Mindfulness encourages us to live in the moment in the belief that training the mind to stay in touch with the present from one moment to the next – rather than always thinking back or ahead, or juggling several thoughts at the same time – can help us connect to our senses and to diffuse negativity, depression and general unhappiness, and promote a sense of wellbeing instead.

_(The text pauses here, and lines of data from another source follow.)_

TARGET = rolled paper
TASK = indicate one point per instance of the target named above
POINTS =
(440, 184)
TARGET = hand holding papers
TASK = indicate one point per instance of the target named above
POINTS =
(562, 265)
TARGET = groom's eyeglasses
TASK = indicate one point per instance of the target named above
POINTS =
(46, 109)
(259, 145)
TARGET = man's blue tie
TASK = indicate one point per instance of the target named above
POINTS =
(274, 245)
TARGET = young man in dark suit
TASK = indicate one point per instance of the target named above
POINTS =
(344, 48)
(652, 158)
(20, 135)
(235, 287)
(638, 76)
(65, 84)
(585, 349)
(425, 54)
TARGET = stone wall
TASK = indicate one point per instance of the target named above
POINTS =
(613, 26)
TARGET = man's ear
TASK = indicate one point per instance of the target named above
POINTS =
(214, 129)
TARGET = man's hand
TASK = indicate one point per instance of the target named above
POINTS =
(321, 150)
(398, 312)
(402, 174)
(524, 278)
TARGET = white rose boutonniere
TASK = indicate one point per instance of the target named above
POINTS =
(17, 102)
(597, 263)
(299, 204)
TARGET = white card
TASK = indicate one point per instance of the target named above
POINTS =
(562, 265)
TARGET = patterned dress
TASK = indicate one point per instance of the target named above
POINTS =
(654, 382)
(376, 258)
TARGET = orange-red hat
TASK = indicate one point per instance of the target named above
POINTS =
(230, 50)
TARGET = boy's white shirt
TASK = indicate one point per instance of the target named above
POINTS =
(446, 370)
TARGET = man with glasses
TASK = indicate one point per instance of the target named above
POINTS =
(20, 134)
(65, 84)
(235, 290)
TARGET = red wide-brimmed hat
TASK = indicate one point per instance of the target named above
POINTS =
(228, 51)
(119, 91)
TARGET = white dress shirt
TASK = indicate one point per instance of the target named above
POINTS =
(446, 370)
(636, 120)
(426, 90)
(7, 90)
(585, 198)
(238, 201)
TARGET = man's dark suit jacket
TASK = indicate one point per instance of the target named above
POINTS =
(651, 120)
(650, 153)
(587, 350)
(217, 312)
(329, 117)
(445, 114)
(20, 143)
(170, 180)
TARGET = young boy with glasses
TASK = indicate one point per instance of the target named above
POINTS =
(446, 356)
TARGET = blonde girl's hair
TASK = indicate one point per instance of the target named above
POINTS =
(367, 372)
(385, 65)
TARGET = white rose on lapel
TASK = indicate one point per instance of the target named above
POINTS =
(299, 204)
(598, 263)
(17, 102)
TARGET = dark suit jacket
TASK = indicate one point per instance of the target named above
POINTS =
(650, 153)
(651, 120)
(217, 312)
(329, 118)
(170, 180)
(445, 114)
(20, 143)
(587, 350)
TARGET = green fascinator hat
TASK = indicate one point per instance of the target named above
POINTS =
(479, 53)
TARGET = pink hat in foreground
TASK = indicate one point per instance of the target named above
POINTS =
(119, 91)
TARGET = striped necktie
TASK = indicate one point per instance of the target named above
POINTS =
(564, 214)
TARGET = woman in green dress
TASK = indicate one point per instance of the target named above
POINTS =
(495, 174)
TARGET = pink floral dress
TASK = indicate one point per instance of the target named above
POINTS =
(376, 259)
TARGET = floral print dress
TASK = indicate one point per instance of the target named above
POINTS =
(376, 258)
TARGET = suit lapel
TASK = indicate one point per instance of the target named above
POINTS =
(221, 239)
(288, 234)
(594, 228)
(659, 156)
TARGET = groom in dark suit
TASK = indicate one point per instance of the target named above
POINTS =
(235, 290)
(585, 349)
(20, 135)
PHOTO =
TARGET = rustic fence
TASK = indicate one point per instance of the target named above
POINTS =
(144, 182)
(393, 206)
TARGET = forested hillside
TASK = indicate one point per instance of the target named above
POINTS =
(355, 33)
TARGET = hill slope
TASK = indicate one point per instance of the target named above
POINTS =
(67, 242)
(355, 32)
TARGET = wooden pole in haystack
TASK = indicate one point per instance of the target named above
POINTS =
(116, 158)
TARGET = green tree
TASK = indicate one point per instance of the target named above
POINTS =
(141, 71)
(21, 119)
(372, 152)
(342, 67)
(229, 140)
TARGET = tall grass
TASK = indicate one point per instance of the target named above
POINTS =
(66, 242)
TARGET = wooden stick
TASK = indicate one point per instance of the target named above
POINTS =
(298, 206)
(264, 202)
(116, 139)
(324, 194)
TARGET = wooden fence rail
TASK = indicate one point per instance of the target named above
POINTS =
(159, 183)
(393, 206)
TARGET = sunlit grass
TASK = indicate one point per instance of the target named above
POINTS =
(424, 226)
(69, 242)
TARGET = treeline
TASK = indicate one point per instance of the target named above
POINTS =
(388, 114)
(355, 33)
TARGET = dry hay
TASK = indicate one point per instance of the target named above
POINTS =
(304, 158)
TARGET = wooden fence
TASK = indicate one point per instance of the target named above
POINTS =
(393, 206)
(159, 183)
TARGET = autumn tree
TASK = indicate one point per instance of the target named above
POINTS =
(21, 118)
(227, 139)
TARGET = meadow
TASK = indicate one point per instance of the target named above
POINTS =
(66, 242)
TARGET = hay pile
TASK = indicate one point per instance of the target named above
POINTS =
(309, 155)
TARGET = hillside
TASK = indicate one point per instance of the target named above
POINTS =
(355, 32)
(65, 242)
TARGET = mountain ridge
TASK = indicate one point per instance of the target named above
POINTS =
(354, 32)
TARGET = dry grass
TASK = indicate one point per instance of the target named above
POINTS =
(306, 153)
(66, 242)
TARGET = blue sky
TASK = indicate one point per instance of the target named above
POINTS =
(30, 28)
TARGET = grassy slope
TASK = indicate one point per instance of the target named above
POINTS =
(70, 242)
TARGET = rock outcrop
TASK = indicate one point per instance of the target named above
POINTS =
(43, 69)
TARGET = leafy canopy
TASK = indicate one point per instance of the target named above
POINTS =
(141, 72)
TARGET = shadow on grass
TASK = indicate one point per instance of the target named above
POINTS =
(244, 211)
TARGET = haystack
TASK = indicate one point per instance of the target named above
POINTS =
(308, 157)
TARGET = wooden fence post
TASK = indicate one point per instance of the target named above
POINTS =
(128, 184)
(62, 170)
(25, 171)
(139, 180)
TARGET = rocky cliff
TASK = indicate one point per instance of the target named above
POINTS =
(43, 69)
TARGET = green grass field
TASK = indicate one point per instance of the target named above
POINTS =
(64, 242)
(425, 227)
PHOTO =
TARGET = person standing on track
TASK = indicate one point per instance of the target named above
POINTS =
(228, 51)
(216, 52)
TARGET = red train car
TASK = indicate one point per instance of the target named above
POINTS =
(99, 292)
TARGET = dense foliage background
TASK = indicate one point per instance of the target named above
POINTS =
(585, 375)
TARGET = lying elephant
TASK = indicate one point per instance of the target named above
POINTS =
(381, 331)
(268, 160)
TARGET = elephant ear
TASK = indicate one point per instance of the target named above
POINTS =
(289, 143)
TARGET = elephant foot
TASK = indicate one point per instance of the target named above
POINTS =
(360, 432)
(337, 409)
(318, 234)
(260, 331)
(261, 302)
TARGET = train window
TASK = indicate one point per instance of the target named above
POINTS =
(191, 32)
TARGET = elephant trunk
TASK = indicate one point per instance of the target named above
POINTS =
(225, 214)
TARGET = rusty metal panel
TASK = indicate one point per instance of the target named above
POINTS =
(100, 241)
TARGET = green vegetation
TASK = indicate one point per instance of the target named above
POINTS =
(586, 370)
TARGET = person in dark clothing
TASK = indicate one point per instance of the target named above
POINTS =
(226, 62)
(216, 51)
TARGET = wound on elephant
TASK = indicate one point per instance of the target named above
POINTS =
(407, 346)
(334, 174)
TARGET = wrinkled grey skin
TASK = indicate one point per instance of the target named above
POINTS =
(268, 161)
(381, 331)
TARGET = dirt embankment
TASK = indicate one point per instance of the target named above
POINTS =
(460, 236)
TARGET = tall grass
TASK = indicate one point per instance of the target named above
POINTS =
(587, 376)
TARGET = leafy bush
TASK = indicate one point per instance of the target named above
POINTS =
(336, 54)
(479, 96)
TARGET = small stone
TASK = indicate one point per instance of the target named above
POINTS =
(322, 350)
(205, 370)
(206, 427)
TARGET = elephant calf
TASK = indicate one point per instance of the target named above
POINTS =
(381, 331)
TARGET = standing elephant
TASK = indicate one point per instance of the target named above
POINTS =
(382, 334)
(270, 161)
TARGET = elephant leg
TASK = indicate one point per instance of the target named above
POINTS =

It can be applied to everyday tasks like walking, brushing your teeth, taking a shower and listening to the phone ringing. Concentrating the mind on the task or event in hand, and appreciating it for what it is, sounds easy but it is actually quite difficult for those, like me, who have multiple thoughts running around their head every second of the day. The same applies to cooking and eating: too often I’m listening to music or the radio news during food preparation, and watching telly, chatting or reading while actually eating (sorry, dad).

I was interested to find that a new book to be published this month captures the mindfulness zeitgeist to help influence our attitude to food. The Mindfulness Diet (Hamlyn; £9.99) claims that being mindful and aware will help our appreciation of every mouthful, while rewarding us and healing our food issues such as comfort eating and cravings for chocolate or wine – without having to diet.

Basically it comes down to savouring the food before us with all five of the senses. We should learn to better appreciate the smell of warm, spicy, lemony cake; the sight of red tomatoes, yellow peppers, orange carrots, deep brown Balsamic; the sound of crunchy granola, the squishy sultana, the burst of a blueberry; the touch of the rolling pin as it crushes nuts beneath it, or butter as you grease the baking tray, or dough as you knead it. And taste, no longer considered to be centred on different areas of the tongue but on every single tastebud, each of which can pick up any of the five known tastes - including umami.

That’s not something I was aware might be in my 1960s mince and tatties, but I’ll certainly bear it in mind.